See him now: Young Kansas entrepreneur exceeding expectations in communication and life
At 24, Joe Steffy is synonymous throughout America with Poppin' Joe's Kettle Korn, the business he started in 2005 in Louisburg, Kansas, where he lives. As he grows professionally and personally, Joe steadily chips away at assumptions that success is not possible for people with disabilities, particularly those who cannot speak. Though non-verbal from the effects of Down syndrome and an unspecified autism spectrum disorder, Joe has found his voice. While surmounting countless everyday challenges, he has adapted to advances in the speech communication technology through which he has built many bridges with his world. The DynaVox products he has used for about two decades likewise have kept pace with his unique lifestyle.

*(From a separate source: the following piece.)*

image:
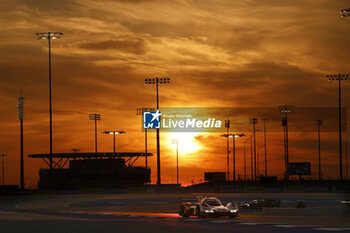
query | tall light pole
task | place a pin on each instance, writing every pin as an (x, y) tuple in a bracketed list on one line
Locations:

And the bridge-building continues whether Joe is discussing kettle corn flavors with customers at his festival booth, directing his employees or sharing his story at a national conference. There is new depth and crispness to Joe's communication with large audiences as well as in one-on-one exchanges since he transitioned from the DynaVox V to the Maestro, his fourth DynaVox device, in early spring 2011.
"It's just too cool," said his mother Janet. "He just loves it."
These days, Joe has something especially exciting to talk about. When the Kansas legislature passed the Employment First Initiative Act, he attended the signing ceremony at the state capitol in Topeka on June 1, 2011. It was a milestone for Joe because he attended hearings and testified in support of the law, designed to ensure that competitive and integrated employment is the first option considered for individuals with disabilities. Joe stated his case with the help of the DynaVox DV4 he used back then. He enjoyed celebrating the law's passage with other guests of Governor Sam Brownback and used the Maestro while mingling.
Soon after Joe got the Maestro, he used it to deliver the closing address at the Power Up assistive technology conference of the Missouri Assistive Technology Advisory Council. While not so new at public speaking, Joe is at a turning point. With the Maestro, he can speak while running the visual portion of his presentation for his audience from the device, a task his father Ray previously handled from a laptop computer.
It delights Dr. Jane Wegner, director of the Schiefelbusch Speech, Language and Hearing Clinic at the University of Kansas, to see Joe take that step toward independence. Wegner and her students have shepherded his communication success for nearly a decade. When they met, Joe had long been using a DynaMyte3100, his first DynaVox device, obtained on the recommendation of a speech-language pathologist at Mercy Medical Health Center in Mason City, Iowa, near the family farm where he spent his early childhood. Joe has slowly and surely reaped bountiful harvests of language for self-expression in the years since, and the changing technology has accommodated his preference for structure and visual learning. He went smoothly from the V to the Maestro within a matter of months, thanks in part to the familiar setup of content on both devices. "He didn't feel like he was lost and had to start over," Wegner said. Joe is part of a group of folks using devices who meet at the clinic to practice communication skills. The arrangement of content on the Maestro lets Joe find desired words quicker than before. Typically reserved when it comes to initiating conversation, he is making strides in that area. He asks other members to sit by him. His skill in creating novel messages is increasing. The Maestro's built-in camera is also leading to more meaningful communication opportunities. Joe likes taking pictures to keep as a point of reference when telling others about his activities or as reminders of what he needs to do at work on a given day. Companions help with writing captions and organizing the images. They can add or edit device content at Joe's impromptu suggestions. Before leaving a restaurant, for example, he may want to program information from the menu into the device to save for ordering on future visits.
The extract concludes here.